Os projetos eram tratados como urgência entre as 30 prioridades que o prefeito Alexandre Kireeff (PSD) quer ver aprovados ainda este ano. Apesar da suspensão, Elza admite que ainda haveria tempo para aprová-los este ano, caso a Prefeitura de Londrina consiga provar que houve idoneidade na tramitação antes de chegar ao Legislativo.
Na noite de ontem, o presidente da Codel, Bruno Veronesi, indicou que deve interceder pela retomada das tramitações hoje à tarde.
Na sexta-feira passada, o Gaeco prendeu temporariamente o gerente de Desenvolvimento Industrial da Codel, Eduardo Ivan Reale, o empresário Dorival Pereira e Eliana Teixeira Gonzaga, por suspeita de participarem de esquema de cobrança de propina para beneficiar empresas nos processos de doação de áreas públicas.
Até a semana passada, a Câmara contabilizava 12 projetos do gênero. Porém, ao fazer novo levantamento para a reunião de ontem, descobriu-se haver mais um.
Segundo Elza, a interrupção foi pedida porque a Câmara não se sentiu segura em votar os projetos após o escândalo. Além disso, afirmou, é interesse do prefeito averiguar tudo antes da continuidade. O projeto que beneficiaria a empresa de Pereira, a Artlondre Indústria e Comércio de Artefatos, não voltará para tramitação.
Também na tarde de ontem, Kireeff e Veronesi se reuniram com os empresários envolvidos para discutir se houve proposta de propina a eles. Em entrevista à FOLHA, Veronesi diz que nenhum afirmou ter sido vítima de proposta do gênero. Todos devem ir hoje à Câmara conversar com os vereadores.

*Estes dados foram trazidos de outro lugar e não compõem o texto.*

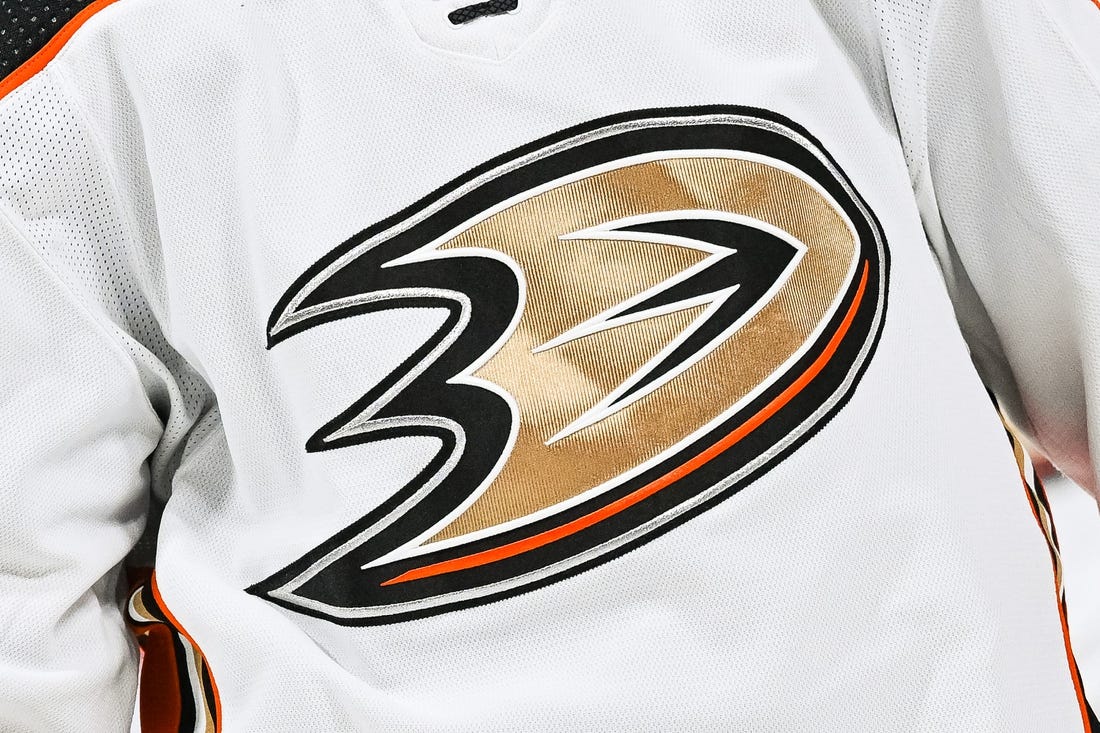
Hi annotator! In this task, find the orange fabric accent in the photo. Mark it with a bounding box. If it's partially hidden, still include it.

Para Veronesi, a tramitação dos projetos não pode ser prejudicada. "Dos 31 processos que tramitaram na Câmara este ano (partindo da Codel), apenas um está sob investigação", lembrou o presidente.
Para ele, os processos devem ser finalizados e, caso haja comprovação de irregularidade, a área deve ser tomada de volta pela prefeitura.